SANTA FE – As more than 300 people continued to battle the 1,400-acre Cajete Fire that sparked last Thursday from an abandoned campfire, the already-overloaded fire team on the Santa Fe National Forest was forced to respond to more abandoned campfires today.
As of 2 p.m., at least three had been reported to the dispatch center.
With record high temperatures, no moisture and possible lightning strikes in the forecast, Northern New Mexico is a tinderbox. Someone’s carelessness with a campfire near Vallecitos de los Indios in the Jemez Mountains has not only put hundreds of firefighters at risk, but has disrupted people’s lives in nearby communities that were evacuated. Fortunately, they still have homes to come back to.
The bill so far? A whopping $1.4 million in four days. And it’s not over yet – that number will continue to rise.

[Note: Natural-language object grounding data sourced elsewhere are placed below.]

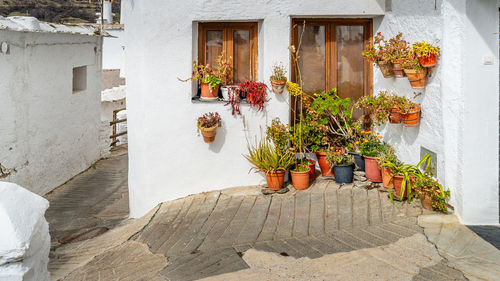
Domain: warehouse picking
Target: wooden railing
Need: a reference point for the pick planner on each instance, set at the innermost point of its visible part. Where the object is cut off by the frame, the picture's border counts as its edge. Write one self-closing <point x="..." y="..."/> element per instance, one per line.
<point x="113" y="123"/>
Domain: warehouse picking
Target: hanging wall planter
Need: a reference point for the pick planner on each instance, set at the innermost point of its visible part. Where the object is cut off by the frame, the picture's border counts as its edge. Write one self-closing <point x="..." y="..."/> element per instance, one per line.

The Jemez Ranger District where the Cajete Fire is burning implemented Stage 1 fire restrictions Friday, and Forest Service officials are considering options for the rest of the forest.
In the meantime, visitors to the Santa Fe National Forest are urged to follow campfire safety procedures to prevent wildfire and ensure public safety:
- Bring a shovel and plenty of water to make sure you can put your campfire completely out.
- Build campfires away from overhanging branches, steep slopes, rotten stumps, logs, dry grass and leaves.
- It’s always preferable to use an existing fire ring or a rock-ringed fire pit. Clear all flammable material at least five feet away from the fire in all directions.
- Don’t build a campfire on a windy day.
- Building and maintaining campfires should always be done under adult supervision.
- Never leave a campfire unattended, even for a few minutes.
- Use dry wood no bigger than the fire ring or pit.
- Extinguish your campfire before you call it a night and crawl into your sleeping bag.
- To completely extinguish a campfire, pour water on the embers until the hissing and steaming stops. Then use the shovel to mix dirt and water with the ashes until what remains of your fire is cold to the touch of a bare hand.
- Don’t cover the ashes with rocks to extinguish your fire. Rocks can hold heat and create a funnel for air to reignite the coals.
- Don’t head for home until you are sure your campfire is DEAD OUT. If it’s too hot to touch, it’s too hot to leave.
- If you discover an unattended fire, use 911 to report it and do what you can to put it out. Report suspicious smoke.
Violators of regulations that prohibit abandoning a campfire are subject to a fine and/or imprisonment. If the abandoned campfire causes a wildfire, violators can also be held responsible for fire suppression costs.